Wer sich physisch doch in einer gewohnten Zweier-Konstellation wiederfindet, berührt lapidar den Fuß oder die Hand eines Dritten, der in der Nähe ist oder benutzt eben die Stimme und eine Verbindung zu erzeugen. 

Das unbekannte Terrain hat aber auch einen Vorteil: wo altes nicht funktionieren kann, dürfen neue Ideen entstehen. Demnach erscheint mir das was hier geschieht deutlich kreativer, verspielter und offener gegenüber unbekannten Bewegungsimpulsen.

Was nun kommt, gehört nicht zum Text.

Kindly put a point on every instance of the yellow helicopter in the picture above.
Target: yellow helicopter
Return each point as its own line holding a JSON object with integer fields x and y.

Die Frage, die ich mir nun stelle ist: wo beginnt eigentlich ‚Gruppe‘? Beginnt sie, in der Contact-Improvisation, durch den tatsächlichen physischen Kontakt oder schon vorweg durch eine mentale Zugehörigkeit, die Menschen zueinander wahrnehmen? Wie definieren wir sie: durch Blicke oder Geräusche, oder reicht auch schon die persönliche Empfindung darüber, was Gruppe bedeutet? 

Das Fazit derer, die teilgenommen haben, lautet vor allem so: die neue Situation fördert einen konzentrierteren Umgang, eine höhere Intensität und Kreativität und letztlich auch das, womit wohl keiner gerechnet hätte: ein starkes Gefühl der Verbundenheit.